Его бы, Игнашку, поди, увели…
Игнашка вспомнил, что у отца были вилы. Оглянулся назад. И правда, вилы валялись неподалеку, просто сначала он их не приметил. Игнашка вернулся, подобрал вилы, положил рядом с отцом. Потом с трудом расцепил жесткие руки старого Романца. Ворочая мертвое тело отца с боку на бок, освободил из-под него кожушок и тут же надел на себя. Отцу кожушок едва прикрывал поясницу, Игнашке полы доставали до колен. Сразу теплей, конечно, не стало, только зубы застучали сильней, выпуская озноб из нутра. Однако хоть дождик рубаху теперь не мочил на плечах. Затем он стянул с отца ноговицы, но переобуваться не стал. Во-первых, болела подвернутая нога, во-вторых, ступни у него против отцовых еще не выросли; ну, а впрок, глядишь, подойдут. Подумал немного и снял через голову оловянный нательный крестик на махристой тесемке. Еще поглядел, чего взять? Да более оказалось нечего…
Попробовал было прикрыть тятьке глаза — чтоб не смотрел, но, выпученные от удушья, жесткие и склизкие под пальцами, как стекло у девок на бусах, не закрывались они. Руки хотел сложить на груди, как делали бабы покойникам, но и они, костяные, не поддавались, снова тянулись к горлу. Будто отец не хотел, чтобы его еще беспокоили.
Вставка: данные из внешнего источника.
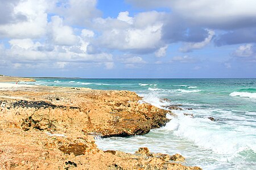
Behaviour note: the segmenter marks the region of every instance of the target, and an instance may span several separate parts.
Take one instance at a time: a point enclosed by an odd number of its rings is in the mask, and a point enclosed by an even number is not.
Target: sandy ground
[[[35,87],[33,85],[27,85],[27,84],[19,84],[16,83],[1,83],[0,82],[0,90],[5,90],[6,89],[10,90],[11,88],[15,87]]]

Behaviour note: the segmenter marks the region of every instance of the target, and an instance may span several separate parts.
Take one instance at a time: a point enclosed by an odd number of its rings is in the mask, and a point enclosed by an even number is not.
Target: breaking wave
[[[256,93],[250,92],[233,92],[229,94],[230,96],[240,96],[241,97],[249,97],[250,99],[256,99]]]

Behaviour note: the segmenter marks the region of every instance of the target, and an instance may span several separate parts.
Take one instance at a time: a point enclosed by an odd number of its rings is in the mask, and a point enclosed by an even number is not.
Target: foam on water
[[[208,112],[209,114],[212,114]],[[199,147],[212,150],[216,154],[237,154],[246,149],[256,152],[256,135],[247,135],[241,127],[221,124],[207,117],[192,118],[184,116],[184,111],[173,112],[177,117],[174,117],[163,129],[174,131],[175,135],[185,138]],[[193,113],[195,112],[196,110]]]
[[[134,153],[140,147],[147,147],[152,152],[179,153],[186,158],[185,164],[204,169],[254,169],[256,166],[256,79],[77,79],[73,83],[69,82],[73,79],[36,80],[47,86],[130,90],[143,97],[141,103],[159,108],[183,105],[184,110],[172,110],[176,116],[167,115],[172,120],[166,126],[147,134],[96,137],[101,149]],[[166,98],[171,101],[160,99]]]
[[[157,91],[157,90],[164,90],[164,89],[162,88],[148,88],[147,90],[151,90],[151,91]]]
[[[176,89],[176,90],[174,90],[173,91],[179,91],[179,92],[181,92],[182,93],[195,93],[195,92],[201,91],[201,90],[184,90],[184,89]]]
[[[197,86],[189,86],[188,87],[188,88],[197,88]]]
[[[83,85],[89,85],[89,84],[92,84],[92,83],[81,83],[78,82],[77,84],[83,84]]]
[[[146,86],[147,85],[149,85],[148,84],[143,84],[143,83],[139,83],[139,85],[141,86]]]
[[[256,93],[250,93],[245,92],[233,92],[229,94],[230,96],[240,96],[241,97],[249,97],[256,99]]]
Игнашка вздохнул, связал ноговицы тесемкой от отцова креста, перекинул их через плечо, нагнулся, подобрав вилы, и зашагал к деревне.
Сильно хотелось пить.
«Воды во мне совсем нет — плакать по тятьке нечем, — объяснил себе Игнашка отсутствие слез, таких нужных людям при смерти близких. — Зря, что ли, бабы-то воют?..»
Впрочем, жалости к отцу или же к сгоревшей избе в нем действительно не было. Может, еще и оттого, что после вчерашнего находился он точно в угаре.
Прошлой зимой, когда он чуть не до смерти угорел в натопленной сильно избе (сам и печку топил, сам и вьюшку прикрыл прежде времени, а мать с отцом как раз в Чернигов Фроську крестить носили), целую седмицу, а то и больше, мать его потом одним молоком поила, а он только кашлял да спал. После того угара Игнаха долго еще и среди белого дня засыпал. И сон ему снился всегда один: будто маленькие, в рыжей курчавой шерстке, но с лысыми рожами бесенята бились к нему из тьмы, давили на грудь, царапались острыми коготками, тянулись к горлу, дышать не давали. Боязно вроде, мерзко, а все же спать было лучше, чем жить. Вот и сейчас Игнахе хотелось лечь рядом с отцом и заснуть. Но было зябко. А оттого, что вспомнил, как мать поила его молоком, пить захотелось еще сильнее, и он скорей зашагал к деревне.
«Воды бы хотя бы…»
Среди тех, кто встретился ему на пути, живых жителей Игнаха не нашел никого. Первой, кого он увидел, была старуха Евдоха, страшная Игнахе при жизни. Ее и взрослые мужики боялись за волховство: наговором, припарками, травяными настоями всякую хворобу снимала Евдоха. А коли снимала, так могла и наслать, — так про нее говорили, а потому двор Евдохин обходили без нужды стороной. Теперь она лежала на темной от крови земле, разрубленная косым сабельным ударом напополам, вывалив из живота требуху, которую уже растаскивали собаки.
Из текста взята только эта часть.